The government’s bill to allow people to make a second withdrawal from their retirement savings will go to a lower house vote in the first half of this week. The government released its own version of the initiative as a way to block a parallel opposition-tabled bill, which failed to attain the necessary threshold in the Senate last week. The government’s version makes withdrawals for higher earners subject to tax; legislators in the lower house will probably try to strike this feature down. However, they are under pressure to pass the bill quickly because of both government and opposition promises to make pension funds available for Christmas.
Separately, the lower house economy commission will be questioning Interior Minister Rodrigo Delgado and Defense Minister Mario Desbordes tomorrow, 1 December, in a session to examine Chinese investment in the electricity sector. The session was prompted by the announcement that China’s State Grid Corp is buying Chile’s largest electricity distribution company, CGE, for USD 3bn. If the CGE acquisition goes ahead, State Grid would be the biggest player in the local distribution market. The commission head, Jaime Naranjo, has described the issue as “extraordinarily delicate.” Chinese investment in Chile has grown significantly in the last four years and China is now the primary investor in the country as well as its lead trade partner.
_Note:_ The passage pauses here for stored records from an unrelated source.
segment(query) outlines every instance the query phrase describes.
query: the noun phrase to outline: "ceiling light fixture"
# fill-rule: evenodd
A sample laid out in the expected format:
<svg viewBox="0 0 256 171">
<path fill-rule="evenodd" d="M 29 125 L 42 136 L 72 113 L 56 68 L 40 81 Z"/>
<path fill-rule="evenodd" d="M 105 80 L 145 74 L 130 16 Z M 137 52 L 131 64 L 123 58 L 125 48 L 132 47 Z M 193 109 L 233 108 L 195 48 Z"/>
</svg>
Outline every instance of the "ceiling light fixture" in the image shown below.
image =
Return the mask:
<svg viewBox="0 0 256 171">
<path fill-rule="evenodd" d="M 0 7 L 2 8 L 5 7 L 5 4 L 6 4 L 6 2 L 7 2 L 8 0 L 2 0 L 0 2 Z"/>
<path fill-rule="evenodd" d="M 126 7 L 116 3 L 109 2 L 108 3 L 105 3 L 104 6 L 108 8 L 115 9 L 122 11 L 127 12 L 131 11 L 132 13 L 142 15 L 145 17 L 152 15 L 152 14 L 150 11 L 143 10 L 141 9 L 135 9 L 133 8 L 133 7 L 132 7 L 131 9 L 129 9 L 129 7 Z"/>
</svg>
Argentina’s Alberto Fernandez and Brazil’s Jair Bolsonaro are holding a videoconference today, 30 November, in what will be the first encounter between the two presidents, almost a year since Fernandez was sworn in. Relations between the two presidents have been icy, with both trading acerbic remarks over their handling of the Covid-19 pandemic and style of governing. However, the pandemic means the two do not actually have to meet in person. Argentina’s imminent assumption of the pro tempore Mercosur presidency means that frictions over trade could become more concrete in the coming months. For one, Argentina favors and Brazil opposes the accession of Bolivia as a full member of the bloc. Sign-off of the Mercosur-EU FTA will also be on today’s agenda even as Brasilia faces European pressure over its environmental record.